Representing an even more worrisome proliferation issue, he writes, are the stateless actors who may be attempting to obtain nuclear material or a complete bomb. He argues, though ultimately fails to prove, that nuclear material, technology and information are being shared by terrorist groups in an effort to achieve their goal. Although there probably isn't a 'nuclear bazaar' where terrorists can obtain what they need, Langewiesche does report that facilities in Russia continue to be poorly guarded and that smuggling stolen or purchased material across the country's southern border would be simple.

The Atomic Bazaar suffers from Langewiesche's decision to concentrate much of his reportage on Pakistan's former chief nuclear scientist, Abdul Qadeer Khan. As his reporting in 2005 in The Atlantic Monthly noted, Khan was responsible for the spread of nuclear technology and information to other nations including Iran, probably with the tacit approval of the nation's leaders.

Readers might be forgiven if they think Khan was the only figure - the Typhoid Mary of weapons of mass destruction - in the alleged underground nuclear black market.

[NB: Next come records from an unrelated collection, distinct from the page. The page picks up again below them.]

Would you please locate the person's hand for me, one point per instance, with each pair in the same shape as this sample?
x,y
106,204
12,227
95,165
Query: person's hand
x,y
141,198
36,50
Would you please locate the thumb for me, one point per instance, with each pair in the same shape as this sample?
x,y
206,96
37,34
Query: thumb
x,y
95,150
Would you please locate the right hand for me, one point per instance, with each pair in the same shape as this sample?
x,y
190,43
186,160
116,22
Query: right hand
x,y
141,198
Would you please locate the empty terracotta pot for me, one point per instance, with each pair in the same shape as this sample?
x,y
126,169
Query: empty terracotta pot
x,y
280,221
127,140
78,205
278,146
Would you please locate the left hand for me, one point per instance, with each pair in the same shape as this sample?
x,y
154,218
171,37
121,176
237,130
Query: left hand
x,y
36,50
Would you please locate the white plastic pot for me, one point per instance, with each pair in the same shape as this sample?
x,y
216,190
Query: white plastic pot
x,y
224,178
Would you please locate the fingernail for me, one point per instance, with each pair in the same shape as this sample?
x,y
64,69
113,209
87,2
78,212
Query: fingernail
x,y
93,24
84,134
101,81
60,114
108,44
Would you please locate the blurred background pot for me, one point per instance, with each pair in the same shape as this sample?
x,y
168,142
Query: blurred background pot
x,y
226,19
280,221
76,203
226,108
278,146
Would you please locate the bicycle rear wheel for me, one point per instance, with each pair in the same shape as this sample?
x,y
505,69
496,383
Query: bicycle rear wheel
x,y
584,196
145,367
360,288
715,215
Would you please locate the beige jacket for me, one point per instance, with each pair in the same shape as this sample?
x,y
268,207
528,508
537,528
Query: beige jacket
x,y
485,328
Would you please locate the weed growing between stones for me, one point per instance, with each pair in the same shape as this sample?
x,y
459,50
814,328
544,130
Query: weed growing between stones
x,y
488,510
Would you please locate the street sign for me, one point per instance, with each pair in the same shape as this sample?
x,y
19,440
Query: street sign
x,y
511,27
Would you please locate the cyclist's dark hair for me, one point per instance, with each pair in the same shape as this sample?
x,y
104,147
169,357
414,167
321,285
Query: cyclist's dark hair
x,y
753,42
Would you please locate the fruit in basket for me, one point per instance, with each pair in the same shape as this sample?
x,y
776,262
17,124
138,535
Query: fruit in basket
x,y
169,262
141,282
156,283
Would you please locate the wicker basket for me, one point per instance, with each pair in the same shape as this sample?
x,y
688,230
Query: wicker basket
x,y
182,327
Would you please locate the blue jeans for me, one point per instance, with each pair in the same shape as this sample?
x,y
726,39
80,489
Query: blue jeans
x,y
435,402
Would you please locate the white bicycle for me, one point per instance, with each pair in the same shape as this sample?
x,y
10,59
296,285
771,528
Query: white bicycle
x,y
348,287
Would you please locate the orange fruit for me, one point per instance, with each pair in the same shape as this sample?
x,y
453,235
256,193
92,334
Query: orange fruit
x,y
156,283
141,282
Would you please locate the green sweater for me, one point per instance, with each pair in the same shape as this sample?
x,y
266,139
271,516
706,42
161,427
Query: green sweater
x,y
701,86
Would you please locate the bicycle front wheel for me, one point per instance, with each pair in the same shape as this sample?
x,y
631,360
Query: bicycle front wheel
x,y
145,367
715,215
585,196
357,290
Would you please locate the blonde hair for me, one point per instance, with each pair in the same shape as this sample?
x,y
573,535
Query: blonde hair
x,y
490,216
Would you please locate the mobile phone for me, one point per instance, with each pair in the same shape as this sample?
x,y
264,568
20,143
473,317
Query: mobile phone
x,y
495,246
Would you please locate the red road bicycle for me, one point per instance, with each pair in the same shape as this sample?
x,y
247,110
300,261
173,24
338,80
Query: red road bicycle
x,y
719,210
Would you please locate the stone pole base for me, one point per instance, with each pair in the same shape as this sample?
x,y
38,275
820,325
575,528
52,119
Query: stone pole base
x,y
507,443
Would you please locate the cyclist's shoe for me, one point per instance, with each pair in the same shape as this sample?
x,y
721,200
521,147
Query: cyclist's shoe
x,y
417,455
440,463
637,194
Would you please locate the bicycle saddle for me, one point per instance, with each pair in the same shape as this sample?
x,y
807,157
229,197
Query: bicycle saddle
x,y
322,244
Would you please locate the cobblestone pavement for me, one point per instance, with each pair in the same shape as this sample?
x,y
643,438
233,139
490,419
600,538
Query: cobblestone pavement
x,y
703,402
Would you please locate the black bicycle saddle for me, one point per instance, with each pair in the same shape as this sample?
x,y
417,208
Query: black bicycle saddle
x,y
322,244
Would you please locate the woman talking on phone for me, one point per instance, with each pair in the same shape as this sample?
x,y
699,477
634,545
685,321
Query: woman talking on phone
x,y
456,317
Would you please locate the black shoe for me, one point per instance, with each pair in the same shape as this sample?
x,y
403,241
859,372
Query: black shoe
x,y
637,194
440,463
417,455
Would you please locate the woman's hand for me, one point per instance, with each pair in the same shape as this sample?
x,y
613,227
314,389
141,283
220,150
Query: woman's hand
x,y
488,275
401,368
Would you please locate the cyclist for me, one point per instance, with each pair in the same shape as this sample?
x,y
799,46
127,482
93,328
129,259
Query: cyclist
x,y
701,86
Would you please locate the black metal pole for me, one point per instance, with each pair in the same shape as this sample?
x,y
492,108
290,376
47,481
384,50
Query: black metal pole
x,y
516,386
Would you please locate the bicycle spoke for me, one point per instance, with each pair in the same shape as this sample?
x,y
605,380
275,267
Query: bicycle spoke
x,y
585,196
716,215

The book's greatest weakness, however, is the mixed message that Langewiesche ultimately sends. Throughout much of the work he argues that it is inevitable that unstable and poor nations and terrorist groups will come into possession of nuclear weapons, and even details how that could come to pass. But then he abruptly declares that 'in reality Washington, London and New York are unlikely anytime soon to suffer a nuclear strike', because the odds would be stacked against anyone actually buying or building a nuclear weapon - a difficult feat for those without state sponsorship.

Langewiesche's effort is occasionally brilliant but, as a total work, it doesn't succeed. The Atomic Bazaar lacks the coherence necessary to explore the subject in an in-depth manner because it is essentially a collection of related magazine articles, which is disappointing given the importance of the subject matter.

How much we need to fear a new nuclear future is a question someone else will have to answer.